Sunday 13 May 2012

b.b.n.n.

bugun anneler gunu. bizim ailede gelenektir. her anneler gununde once anne, sonra babaanne, akabinde anne yarisi teyze, ardindan ise penisi olmadigi icin baba yarisi olamayan hala ve amca kontenjanindan yenge sirasi ile aranir. her sene de ayni muhabbetler doner, maksat hatirlamak iste: dairisi senin basina kizimlarin ardi arkasi kesilmez. fakat bu anneler gununde babaannem beni ciddi bir anlamda ters koseye yatirdi. nasil hissetmem gerektigini cozemedim. kendimi, pazar gunu olmasi itibariyle bos olacagini bildigim mahmutpasa etrafindaki daracik sokaklara atip mahler dinleyerek izdirap cekmeye adadim. biraz fazla agladim, regl sagolsun. ayda bir sular seller, babaannenin 'zaten bu kadar yasamayi da beklemiyordum. cok bile yasadim' lafi kulaklarimda cinladi durdu. aglamaktan olmek istedim. ama istanbul'da hicbir sokak o kadar bos olamayacagi icin yutkunarak aglamami icime attim. bir ara yaslica bir adam yanima yaklasarak, guzel kokuyorsun dedi, kosarak eve dondum. uyumusum.

elli yildir ilaclarla ayakta duruyorum, biktim, dedi. babaannem cok genc yasindan beri hasta hasta yasadi. zor bir hayati olmus, o yuzden. simdi de oluyorum, yeter artik zaten, olmek istiyorum diyor. yapma, etme, eyleme bile diyemedim, asiri inatcidir. boyle dedigine gore bir bildigi de vardir. peki ben ne yapicam o zaman? en son sevgilim terk ettiginde hickira hickira aglamistim, yine oyle mi aglayacagim. ne yapacagim bana soylesenize.

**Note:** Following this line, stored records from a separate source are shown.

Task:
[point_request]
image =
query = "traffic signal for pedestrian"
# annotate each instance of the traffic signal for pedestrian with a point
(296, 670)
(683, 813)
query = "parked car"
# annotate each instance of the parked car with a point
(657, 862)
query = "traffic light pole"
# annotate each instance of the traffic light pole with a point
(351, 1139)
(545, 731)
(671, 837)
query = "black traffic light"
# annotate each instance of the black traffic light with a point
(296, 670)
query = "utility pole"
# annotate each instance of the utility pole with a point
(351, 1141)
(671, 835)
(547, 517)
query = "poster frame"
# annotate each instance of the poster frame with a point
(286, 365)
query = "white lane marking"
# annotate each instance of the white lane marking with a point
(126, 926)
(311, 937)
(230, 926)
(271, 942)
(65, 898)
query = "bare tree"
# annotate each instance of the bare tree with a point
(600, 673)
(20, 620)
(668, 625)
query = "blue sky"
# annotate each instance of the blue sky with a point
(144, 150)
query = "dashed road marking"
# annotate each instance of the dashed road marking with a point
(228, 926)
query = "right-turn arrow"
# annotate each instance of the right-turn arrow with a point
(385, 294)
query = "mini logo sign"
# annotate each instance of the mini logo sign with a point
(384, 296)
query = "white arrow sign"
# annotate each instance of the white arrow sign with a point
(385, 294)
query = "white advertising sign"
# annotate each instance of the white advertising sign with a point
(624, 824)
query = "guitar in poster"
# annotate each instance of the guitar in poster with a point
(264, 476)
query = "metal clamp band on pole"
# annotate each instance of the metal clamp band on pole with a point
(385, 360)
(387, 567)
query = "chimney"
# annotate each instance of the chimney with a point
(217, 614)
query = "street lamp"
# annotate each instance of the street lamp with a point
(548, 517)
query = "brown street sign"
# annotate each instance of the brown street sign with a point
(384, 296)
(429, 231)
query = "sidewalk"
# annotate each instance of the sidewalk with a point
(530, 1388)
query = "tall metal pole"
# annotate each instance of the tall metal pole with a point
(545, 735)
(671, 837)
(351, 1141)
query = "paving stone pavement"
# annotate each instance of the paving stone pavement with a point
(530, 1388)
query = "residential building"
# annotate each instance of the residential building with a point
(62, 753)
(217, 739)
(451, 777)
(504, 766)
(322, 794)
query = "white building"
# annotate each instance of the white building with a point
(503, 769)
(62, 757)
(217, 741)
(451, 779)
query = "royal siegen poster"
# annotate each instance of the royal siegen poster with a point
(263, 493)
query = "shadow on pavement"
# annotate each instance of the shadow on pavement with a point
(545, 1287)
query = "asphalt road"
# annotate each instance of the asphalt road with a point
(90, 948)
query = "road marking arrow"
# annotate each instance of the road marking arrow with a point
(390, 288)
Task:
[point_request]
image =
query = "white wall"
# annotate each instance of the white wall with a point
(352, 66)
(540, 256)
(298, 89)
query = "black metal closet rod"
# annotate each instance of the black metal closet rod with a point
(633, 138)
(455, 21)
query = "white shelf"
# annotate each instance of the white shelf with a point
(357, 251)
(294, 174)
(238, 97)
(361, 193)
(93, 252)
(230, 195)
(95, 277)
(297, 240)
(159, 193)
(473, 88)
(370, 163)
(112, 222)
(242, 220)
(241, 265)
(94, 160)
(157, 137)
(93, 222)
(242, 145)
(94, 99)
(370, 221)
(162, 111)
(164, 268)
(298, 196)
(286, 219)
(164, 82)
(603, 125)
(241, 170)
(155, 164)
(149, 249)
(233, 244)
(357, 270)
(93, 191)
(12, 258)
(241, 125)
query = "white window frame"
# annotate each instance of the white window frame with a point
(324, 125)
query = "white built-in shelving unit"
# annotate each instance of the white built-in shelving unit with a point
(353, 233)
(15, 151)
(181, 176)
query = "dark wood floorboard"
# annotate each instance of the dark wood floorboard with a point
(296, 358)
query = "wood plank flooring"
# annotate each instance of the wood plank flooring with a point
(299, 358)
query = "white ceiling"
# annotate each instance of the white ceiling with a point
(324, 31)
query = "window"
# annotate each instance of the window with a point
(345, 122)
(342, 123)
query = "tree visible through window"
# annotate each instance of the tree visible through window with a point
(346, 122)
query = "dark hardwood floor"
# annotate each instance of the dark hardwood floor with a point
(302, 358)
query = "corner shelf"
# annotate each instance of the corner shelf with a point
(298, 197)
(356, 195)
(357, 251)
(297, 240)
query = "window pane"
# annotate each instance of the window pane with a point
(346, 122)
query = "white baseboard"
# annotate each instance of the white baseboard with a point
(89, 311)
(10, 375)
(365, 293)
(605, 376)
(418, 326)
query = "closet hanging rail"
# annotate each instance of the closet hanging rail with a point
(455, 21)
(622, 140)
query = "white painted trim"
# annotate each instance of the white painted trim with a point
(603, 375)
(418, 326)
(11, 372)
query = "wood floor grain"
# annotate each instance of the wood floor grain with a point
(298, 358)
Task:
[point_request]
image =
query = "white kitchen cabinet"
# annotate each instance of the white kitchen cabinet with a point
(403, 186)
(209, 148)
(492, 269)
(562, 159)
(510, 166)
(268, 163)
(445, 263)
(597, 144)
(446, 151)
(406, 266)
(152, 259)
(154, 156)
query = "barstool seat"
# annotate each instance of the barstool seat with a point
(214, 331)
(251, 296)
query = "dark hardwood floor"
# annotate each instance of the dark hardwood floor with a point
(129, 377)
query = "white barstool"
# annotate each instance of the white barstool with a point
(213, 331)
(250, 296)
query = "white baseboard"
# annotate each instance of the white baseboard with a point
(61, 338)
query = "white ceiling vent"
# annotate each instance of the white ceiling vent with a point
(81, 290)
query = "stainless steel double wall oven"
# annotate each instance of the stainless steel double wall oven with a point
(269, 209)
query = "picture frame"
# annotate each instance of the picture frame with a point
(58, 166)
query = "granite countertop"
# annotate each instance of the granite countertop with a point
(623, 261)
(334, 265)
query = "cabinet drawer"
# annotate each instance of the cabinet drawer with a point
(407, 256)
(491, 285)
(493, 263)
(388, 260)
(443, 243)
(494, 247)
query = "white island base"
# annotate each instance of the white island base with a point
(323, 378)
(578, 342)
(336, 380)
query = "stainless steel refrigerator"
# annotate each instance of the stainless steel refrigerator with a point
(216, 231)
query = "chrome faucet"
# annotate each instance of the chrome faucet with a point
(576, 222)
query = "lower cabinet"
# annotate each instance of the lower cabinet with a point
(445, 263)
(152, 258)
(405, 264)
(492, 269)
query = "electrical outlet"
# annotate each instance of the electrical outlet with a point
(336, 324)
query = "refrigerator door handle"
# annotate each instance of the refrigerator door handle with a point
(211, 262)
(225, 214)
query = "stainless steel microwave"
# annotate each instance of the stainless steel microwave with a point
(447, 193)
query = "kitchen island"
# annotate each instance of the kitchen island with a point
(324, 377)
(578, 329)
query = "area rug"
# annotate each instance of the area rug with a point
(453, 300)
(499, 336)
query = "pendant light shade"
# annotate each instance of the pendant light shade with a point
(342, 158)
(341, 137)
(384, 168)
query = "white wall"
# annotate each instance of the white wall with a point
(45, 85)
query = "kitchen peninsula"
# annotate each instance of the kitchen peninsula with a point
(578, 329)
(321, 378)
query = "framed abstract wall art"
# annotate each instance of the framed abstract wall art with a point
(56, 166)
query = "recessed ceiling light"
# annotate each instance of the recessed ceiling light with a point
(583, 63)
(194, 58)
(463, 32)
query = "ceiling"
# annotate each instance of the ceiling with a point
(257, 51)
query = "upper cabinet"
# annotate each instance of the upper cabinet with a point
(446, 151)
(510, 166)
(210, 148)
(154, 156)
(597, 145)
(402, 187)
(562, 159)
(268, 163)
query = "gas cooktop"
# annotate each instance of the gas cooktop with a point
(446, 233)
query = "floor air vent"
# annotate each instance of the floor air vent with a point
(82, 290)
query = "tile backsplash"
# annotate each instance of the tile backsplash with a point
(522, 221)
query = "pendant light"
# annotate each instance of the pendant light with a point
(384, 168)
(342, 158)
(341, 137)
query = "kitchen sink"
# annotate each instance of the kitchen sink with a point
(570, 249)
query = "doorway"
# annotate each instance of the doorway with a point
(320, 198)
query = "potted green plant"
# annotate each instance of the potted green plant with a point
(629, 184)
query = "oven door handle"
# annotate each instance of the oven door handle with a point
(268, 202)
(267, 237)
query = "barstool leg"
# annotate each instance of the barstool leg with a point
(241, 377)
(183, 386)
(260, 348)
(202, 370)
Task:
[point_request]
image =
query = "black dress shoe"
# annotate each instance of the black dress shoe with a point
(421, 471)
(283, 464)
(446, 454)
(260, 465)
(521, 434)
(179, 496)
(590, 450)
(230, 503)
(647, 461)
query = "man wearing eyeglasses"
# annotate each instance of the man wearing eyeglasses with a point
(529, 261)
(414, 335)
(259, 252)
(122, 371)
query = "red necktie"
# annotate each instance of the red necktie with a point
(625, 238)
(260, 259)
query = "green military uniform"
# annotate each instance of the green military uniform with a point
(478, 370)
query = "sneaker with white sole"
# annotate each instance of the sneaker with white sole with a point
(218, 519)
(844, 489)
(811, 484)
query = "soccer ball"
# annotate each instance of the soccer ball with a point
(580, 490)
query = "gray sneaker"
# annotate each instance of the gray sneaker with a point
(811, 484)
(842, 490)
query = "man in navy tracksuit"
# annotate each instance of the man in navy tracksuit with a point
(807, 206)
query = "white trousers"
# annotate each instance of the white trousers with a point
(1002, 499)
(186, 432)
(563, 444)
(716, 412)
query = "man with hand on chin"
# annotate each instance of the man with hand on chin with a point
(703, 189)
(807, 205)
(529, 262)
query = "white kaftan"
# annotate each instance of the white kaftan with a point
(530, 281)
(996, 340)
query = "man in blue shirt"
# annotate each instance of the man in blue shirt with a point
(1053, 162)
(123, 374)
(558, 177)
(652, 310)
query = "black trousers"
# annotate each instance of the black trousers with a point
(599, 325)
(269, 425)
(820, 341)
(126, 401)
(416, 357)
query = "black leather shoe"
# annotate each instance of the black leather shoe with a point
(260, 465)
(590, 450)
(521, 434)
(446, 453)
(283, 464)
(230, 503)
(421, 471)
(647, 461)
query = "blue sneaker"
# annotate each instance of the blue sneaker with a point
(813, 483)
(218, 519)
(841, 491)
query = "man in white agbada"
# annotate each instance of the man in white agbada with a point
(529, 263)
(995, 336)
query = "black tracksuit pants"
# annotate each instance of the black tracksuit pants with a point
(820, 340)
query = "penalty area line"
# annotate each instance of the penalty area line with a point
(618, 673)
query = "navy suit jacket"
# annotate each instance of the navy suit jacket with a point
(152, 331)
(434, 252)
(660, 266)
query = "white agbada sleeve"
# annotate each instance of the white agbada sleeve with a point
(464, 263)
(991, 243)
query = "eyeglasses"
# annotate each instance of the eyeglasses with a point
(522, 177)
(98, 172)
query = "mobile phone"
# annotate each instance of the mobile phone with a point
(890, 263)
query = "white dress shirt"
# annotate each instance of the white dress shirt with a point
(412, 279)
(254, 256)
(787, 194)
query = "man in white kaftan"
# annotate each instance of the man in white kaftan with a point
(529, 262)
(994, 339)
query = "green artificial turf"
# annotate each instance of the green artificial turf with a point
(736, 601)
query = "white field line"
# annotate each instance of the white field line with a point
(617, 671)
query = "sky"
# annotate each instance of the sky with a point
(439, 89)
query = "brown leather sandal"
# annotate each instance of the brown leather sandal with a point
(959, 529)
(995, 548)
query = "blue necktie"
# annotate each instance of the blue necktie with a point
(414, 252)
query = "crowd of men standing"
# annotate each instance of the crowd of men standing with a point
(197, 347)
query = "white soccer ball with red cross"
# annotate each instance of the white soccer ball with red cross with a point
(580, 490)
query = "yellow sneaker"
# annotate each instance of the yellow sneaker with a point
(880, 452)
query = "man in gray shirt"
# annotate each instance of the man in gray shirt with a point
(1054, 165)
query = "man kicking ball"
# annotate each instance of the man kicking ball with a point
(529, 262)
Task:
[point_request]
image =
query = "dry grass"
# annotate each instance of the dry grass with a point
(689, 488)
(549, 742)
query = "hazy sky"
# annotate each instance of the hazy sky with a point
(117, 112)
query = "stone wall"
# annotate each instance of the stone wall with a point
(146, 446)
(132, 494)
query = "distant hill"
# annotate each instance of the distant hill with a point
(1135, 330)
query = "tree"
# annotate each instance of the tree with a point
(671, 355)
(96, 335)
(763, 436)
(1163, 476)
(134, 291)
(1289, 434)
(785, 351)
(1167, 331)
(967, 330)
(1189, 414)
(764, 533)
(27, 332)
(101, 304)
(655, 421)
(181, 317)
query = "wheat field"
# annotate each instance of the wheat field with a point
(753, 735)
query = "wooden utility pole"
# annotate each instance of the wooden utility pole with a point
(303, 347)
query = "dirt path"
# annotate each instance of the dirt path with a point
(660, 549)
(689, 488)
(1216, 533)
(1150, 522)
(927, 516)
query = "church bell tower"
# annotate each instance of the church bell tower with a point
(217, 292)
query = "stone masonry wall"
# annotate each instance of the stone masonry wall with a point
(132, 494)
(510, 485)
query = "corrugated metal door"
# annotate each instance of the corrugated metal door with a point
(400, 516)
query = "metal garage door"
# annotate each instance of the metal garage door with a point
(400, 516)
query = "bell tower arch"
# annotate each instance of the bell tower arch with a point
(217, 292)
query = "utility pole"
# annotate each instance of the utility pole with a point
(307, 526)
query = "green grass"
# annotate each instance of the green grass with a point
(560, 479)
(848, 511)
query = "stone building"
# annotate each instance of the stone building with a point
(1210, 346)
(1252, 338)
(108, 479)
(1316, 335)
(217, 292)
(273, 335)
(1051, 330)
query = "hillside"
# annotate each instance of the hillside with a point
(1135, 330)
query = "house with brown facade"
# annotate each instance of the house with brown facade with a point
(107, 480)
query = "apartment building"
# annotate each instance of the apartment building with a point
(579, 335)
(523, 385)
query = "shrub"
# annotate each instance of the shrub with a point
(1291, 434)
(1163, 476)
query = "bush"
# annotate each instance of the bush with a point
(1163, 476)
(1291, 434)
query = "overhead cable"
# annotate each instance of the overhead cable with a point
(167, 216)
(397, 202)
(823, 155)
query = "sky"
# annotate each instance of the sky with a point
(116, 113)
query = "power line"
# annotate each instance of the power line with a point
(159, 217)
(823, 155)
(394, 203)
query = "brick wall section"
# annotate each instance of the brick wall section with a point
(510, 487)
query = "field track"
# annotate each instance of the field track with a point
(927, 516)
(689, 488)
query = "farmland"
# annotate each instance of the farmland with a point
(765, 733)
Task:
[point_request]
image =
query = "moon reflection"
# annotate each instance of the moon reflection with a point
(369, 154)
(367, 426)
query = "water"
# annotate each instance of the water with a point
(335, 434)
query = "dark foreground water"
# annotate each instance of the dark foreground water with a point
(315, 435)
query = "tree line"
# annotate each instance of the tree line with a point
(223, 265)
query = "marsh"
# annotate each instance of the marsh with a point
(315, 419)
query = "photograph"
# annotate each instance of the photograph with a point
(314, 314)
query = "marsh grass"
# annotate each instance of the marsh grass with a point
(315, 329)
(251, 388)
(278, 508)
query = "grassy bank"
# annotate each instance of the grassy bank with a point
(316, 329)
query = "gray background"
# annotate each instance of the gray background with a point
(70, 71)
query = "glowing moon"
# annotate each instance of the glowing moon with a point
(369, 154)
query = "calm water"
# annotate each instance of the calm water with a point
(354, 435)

cok ufak oldugum gunlerden birinde, uzaktan kuzenlerimden murat'in babaannesi olmustu. cenazesi evde, murat da babaannesini cok severmis. oldugu zaman babaannesinin sacindan bir tutam kesmis ve yaninda goturmus. babaannemin henuz dort yasimdayken bana bunu anlatmisti. etrafta irili ifakli bir suru kadin vardi. bir saga bir sola sallaniyorlardi. cenaze evleri o gunden beri beni bunaltir.